Jesus beseeched his disciples to stay awake with him. Three times he speaks to God, three times God is silent, and three times his disciples are asleep. But God does not need to speak for Jesus to know what he needs to do. God has already spoken, and Jesus knows that he can take the easy way or the hard way. And Jesus takes the hard way because he knows that it will open the eyes of the blind and expose the brutality of the people. It will show that violence always has its end, begetting more violence until we are all swallowed up in it.
Jesus sought to show us a different way. And that’s what we need to do too. The new way of God is a way of peace, of love, of compassion, of mercy—all of which are stronger than fear. But they are only stronger when we use them. They can’t just be thoughts. The thoughts need to turn into action. In this time of fear, what subversive acts of compassion can you do? What audacious act of mercy can you take on? What persistence stance for peace can you take?
It broke Jesus’ heart that the world was so bent on killing its prophets that it could not see a better way. Jesus took to the cross as an act of solidarity with the broken and hurting world. And says that this is how God works.
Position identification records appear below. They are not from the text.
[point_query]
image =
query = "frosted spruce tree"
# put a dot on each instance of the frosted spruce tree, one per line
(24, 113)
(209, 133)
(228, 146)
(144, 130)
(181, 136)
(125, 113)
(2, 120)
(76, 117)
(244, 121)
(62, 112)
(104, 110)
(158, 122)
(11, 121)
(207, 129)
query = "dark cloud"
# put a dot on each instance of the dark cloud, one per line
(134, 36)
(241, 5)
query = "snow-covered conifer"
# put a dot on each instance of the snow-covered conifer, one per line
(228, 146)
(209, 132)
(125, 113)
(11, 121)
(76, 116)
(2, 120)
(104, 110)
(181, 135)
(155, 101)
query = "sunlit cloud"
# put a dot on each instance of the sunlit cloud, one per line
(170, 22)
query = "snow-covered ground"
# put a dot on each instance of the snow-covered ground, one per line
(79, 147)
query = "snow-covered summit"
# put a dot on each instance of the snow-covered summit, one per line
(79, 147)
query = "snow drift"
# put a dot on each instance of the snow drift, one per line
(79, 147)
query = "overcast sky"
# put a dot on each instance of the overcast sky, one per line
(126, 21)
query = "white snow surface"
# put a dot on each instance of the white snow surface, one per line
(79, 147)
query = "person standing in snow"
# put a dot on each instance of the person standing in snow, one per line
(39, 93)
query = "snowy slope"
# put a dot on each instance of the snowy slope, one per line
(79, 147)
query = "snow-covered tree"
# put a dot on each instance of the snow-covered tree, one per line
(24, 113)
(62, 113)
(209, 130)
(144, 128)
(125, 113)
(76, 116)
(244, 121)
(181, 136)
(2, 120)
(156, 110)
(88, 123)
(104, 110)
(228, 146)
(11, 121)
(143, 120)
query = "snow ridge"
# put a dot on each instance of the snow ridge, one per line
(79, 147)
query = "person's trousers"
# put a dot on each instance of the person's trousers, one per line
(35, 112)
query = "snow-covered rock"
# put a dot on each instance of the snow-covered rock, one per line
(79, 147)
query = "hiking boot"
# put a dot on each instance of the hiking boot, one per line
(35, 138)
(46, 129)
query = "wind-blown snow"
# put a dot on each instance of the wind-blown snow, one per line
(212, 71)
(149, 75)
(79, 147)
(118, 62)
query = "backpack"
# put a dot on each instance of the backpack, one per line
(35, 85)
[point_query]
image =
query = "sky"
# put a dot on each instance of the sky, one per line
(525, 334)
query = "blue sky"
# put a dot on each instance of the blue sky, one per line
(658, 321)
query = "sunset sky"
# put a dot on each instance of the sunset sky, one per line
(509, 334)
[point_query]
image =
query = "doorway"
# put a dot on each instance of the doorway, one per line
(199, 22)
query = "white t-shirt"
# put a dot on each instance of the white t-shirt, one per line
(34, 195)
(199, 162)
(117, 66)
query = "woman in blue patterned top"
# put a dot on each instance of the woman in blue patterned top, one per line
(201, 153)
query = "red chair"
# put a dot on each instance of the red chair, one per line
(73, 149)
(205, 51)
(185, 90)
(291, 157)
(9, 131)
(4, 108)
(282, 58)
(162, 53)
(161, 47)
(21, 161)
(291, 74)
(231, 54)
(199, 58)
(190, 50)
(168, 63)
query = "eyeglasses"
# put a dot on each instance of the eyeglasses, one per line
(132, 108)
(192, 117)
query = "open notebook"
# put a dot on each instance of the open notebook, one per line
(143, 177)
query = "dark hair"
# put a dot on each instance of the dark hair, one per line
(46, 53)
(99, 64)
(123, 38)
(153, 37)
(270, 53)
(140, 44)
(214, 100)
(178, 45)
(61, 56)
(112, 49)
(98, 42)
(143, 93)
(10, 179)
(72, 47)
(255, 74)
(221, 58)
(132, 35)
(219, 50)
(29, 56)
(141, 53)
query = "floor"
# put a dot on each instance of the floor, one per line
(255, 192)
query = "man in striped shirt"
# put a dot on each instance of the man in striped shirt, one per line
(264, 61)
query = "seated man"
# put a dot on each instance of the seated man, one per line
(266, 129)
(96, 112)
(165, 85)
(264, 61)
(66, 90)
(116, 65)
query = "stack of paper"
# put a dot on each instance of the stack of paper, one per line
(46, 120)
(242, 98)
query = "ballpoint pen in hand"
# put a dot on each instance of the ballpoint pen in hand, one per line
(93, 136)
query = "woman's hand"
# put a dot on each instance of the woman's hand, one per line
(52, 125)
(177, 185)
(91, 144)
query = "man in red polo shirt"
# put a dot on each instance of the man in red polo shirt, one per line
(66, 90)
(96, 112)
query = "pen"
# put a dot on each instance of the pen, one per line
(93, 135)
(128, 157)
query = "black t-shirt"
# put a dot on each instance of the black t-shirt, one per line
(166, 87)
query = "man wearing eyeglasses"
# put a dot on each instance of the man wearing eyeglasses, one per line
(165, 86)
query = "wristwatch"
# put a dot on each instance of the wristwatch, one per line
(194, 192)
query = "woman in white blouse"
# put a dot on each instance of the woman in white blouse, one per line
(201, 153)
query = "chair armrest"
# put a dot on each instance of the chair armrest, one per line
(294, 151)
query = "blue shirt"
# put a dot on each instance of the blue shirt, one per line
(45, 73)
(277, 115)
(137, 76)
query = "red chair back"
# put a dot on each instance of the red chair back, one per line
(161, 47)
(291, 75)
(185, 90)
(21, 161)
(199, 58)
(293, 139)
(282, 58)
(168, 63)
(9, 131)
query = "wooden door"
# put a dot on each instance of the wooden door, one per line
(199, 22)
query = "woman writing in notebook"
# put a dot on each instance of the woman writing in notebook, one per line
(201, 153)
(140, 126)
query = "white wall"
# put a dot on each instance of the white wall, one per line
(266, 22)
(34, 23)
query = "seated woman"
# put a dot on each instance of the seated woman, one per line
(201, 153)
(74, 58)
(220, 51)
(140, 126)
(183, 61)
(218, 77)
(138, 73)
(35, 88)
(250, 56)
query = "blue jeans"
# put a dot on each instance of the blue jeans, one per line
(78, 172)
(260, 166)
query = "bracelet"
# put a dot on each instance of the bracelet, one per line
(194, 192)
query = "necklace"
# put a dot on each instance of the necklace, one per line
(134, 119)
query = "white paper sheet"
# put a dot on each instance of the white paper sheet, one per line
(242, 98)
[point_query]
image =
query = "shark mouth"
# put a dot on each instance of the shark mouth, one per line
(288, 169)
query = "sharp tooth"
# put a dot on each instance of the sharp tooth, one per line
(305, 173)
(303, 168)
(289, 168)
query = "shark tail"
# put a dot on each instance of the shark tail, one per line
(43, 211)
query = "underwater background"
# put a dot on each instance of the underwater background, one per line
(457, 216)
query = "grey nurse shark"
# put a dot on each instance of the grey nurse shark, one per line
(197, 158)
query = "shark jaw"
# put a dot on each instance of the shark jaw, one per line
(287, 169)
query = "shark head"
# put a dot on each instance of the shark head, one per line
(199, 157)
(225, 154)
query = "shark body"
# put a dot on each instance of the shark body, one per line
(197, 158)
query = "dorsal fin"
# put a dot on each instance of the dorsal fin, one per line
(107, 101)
God suffers with the poor and the outcast, the judged, the suspect class. And God says, you are not alone in your suffering. I suffer along with you.
But here’s the kicker. We don’t have to suffer, nor do we have to let our sisters and brothers suffer. We can choose to live lives filled with compassion and love and mercy and justice and peace and hopefulness. It’s the most powerful force. For even though the powers used death and violence, it was not more powerful than God. Maybe we don’t need to wait for God or Jesus to make things better or to shine a light in this bleakness. But maybe, inspired by this great story, we might have the power to shine the light of hope and show that fear and loathing will get us nowhere. Hope and love and mercy and compassion and justice is the message of Jesus—the true Christianity and it’s more powerful than even death itself. And we’ll see more about that on Easter Sunday.
But for now, go to the garden. Remember the suffering of the world. Remember your own suffering. Remember that Jesus suffered too. He suffered the indignity of indifference from his closest friends. And he found the power in the garden to remember that he was not alone. Even though others had fallen asleep on him, there were sounds there: the sounds of the bugs, the sound of the nocturnal animals foraging. You could even hear the plants growing. I remember warm summer evenings in Ohio, sitting by a cornfield. You could actually hear the corn crack and grow.
Go to the garden, my friends—your Gethsemane. Sometime this week, take some time to consider your next momentous step. What will this new spring season bring to you? What big decisions are you itching to make? Even when we feel like we’re alone, God is always there. Even though people fall asleep on you and betray you. God is always there hiding amongst the olive trees, wanting you to make the right decision, not always the easiest, but the right one.
Go to dark Gethsemane, go and feel the tempter’s power;
Your redeemer’s conflict see, watch the anguish of this hour;
Do not hide or turn away: learn from Jesus how to pray.